Het bedrijfsmatige karakter van een atelier zoals Atelier Van Lieshout zou volgens Blotkamp niet expliciet onder de aandacht worden gebracht. Op de foto’s die de Bruijn van Joep van Lieshout maakte, is alleen de kunstenaar zelf te zien; zijn team en de samenwerking waar in bronnenmateriaal vaak de nadruk op werd gelegd zijn buiten het zicht gehouden. De foto’s komen overeen met de opmerking van Blotkamp maar waren tegengesteld aan het beeld van de kunstenaar dat ik persoonlijk had ontwikkeld gedurende mijn onderzoek. Mijns inziens ziet Joep van Lieshout zichzelf niet als dé maker van de kunstwerken maar is zijn kunstproductie een samenwerkingsproces wat benadrukt wordt door de naam Atelier Van Lieshout. Naar aanleiding van deze foto’s raakte ik geïnteresseerd in fotografie, met name in combinatie met beeldvorming. De foto’s die De Bruijn van Van Lieshout maakte zijn onderdeel van het boek Atelier. Vijftig kunstenaarsportretten. Hiervoor fotografeerde hij vijftig verschillende hedendaagse Nederlandse kunstenaars in hun atelier. Dit boek is niet het enige recente fotoboek over kunstenaarsateliers. In 2012 kwam het boek Sanctuary. Britain’s artists and their studios van Hossein Amirsadeghi en Maryam Eisler uit en een jaar later gaven zij nog een boek uit: Art studio America. Contemporary artist spaces. De Bruijn kwam 4 juni dit jaar eveneens met een vervolg op zijn eerste boek, Atelier. Negentig kunstenaarsportretten.

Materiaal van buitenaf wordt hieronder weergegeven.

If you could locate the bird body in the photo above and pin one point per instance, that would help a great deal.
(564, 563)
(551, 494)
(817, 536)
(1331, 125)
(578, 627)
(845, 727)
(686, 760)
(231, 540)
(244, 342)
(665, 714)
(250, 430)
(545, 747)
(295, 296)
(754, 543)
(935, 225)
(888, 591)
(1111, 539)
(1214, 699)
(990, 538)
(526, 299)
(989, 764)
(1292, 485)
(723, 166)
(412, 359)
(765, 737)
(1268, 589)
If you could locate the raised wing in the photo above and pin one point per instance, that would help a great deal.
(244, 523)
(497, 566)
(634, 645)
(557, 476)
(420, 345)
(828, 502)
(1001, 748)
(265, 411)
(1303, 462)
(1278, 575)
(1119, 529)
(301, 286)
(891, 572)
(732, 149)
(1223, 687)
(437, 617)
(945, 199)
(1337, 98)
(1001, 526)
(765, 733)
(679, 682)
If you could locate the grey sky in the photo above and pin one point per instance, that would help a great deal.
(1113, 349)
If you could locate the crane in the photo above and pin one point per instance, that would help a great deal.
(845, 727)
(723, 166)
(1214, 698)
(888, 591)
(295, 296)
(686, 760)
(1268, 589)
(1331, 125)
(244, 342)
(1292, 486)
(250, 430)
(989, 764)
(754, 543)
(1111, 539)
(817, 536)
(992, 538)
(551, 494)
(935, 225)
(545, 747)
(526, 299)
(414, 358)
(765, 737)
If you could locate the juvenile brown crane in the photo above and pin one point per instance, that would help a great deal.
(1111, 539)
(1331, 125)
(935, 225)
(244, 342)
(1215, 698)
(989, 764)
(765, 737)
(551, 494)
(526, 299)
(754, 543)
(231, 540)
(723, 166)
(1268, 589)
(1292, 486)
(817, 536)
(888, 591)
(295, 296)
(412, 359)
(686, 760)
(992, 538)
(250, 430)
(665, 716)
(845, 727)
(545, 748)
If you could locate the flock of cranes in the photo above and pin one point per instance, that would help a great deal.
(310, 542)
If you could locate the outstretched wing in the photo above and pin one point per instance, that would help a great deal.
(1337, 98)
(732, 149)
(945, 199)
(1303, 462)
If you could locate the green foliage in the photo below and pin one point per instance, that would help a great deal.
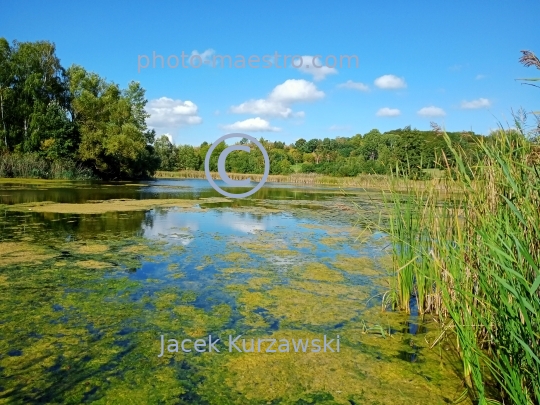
(373, 153)
(71, 115)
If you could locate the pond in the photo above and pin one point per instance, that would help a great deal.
(112, 291)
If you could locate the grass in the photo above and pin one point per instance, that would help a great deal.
(471, 260)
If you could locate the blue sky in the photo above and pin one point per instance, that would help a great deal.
(454, 63)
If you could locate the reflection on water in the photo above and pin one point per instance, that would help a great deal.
(83, 191)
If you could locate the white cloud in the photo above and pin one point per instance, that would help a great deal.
(390, 82)
(318, 73)
(168, 113)
(263, 107)
(474, 104)
(431, 111)
(252, 125)
(349, 84)
(278, 102)
(388, 112)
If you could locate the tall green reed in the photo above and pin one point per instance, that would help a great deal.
(472, 259)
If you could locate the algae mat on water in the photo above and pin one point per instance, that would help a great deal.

Volgens Blotkamp kunnen atelierfoto’s door de kunstenaar gebruikt worden om uitdrukking te geven aan het zelfbeeld maar kan de fotograaf ook het beeld bepalen dat er van de kunstenaar wordt gegeven. Een foto kan met andere woorden dus invloed hebben op de beeldvorming van de kunstenaar. Een fotoboek zou op deze manier ook een bepaald beeld kunnen schetsen. In deze scriptie zal ik ingaan op de vraag welk beeld van het kunstenaarschap er wordt gevormd in fotoboeken en hoe dit beeld tot stand komt in Atelier. Vijftig kunstenaarsportretten en Atelier. Negentig kunstenaarsportretten. Ter vergelijking zullen ook Sanctuary. Britain’s artists and their studios en The Artist in his Studio van Alexander Liberman aan bod komen. Deze scriptie zal beginnen met het schetsen van een historisch kader betreffende de ontwikkeling van fotografie en het afbeelden van ateliers. Vervolgens zal er kort worden ingegaan op de middelen die beeldvorming kunnen beïnvloeden en de vorming van stereotypen. Daarna komt de beeldvorming in fotoboeken aan de hand van foto’s en teksten aan bod en tot slot zal er een conclusie gevormd worden.

1. Historische context

Bij een onderzoek binnen het thema ‘het atelier’ doet zich al snel de vraag voor wanneer het atelier een onderwerp van studie werd. Volgens kunsthistoricus Oskar Bätschmann vond er gedurende de tweede helft van de achttiende eeuw een verandering plaats binnen het beroep van de kunstenaar. Kunstenaars werkten niet langer aan het hof maar gingen nu voor tentoonstellingen werken die onafhankelijk van de academie en open voor het publiek waren. Deze verandering leidde ertoe dat indien een kunstenaar succesvol wilde zijn, hij moest proberen in de publieke aandacht te komen. Naarmate kunstenaars meer afhankelijk werden van tentoonstellingen groeide de interesse van het publiek naar de plaats waar kunstwerken vervaardigd werden. Als gevolg hiervan groeide ook de artistieke en literaire interesse in het atelier. Kunsthistoricus Marc Gotlieb merkt in ‘Creation and Death in the Romantic Studio’ op dat er gedurende de eerste helft van de negentiende eeuw steeds meer verschillende manifestaties van het atelier te vinden waren buiten de beeldende kunst. Één context waarin er aandacht werd geschonken aan het atelier is het tijdschrift. Volgens kunsthistorica Mayken Jonkman gingen Europese tijdschriften destijds artikelen publiceren over schildersateliers. Meestal betrof het een bezoek aan een studio en werd in het artikel de werkruimte beschreven. Zo plaatste het Franse tijdschrift L’illustration regelmatig ‘Visites aux ateliers’. Deze publicaties werden in eerste instantie geïllustreerd met een prent maar toen de techniek het eenmaal toeliet werden deze vervangen door foto’s.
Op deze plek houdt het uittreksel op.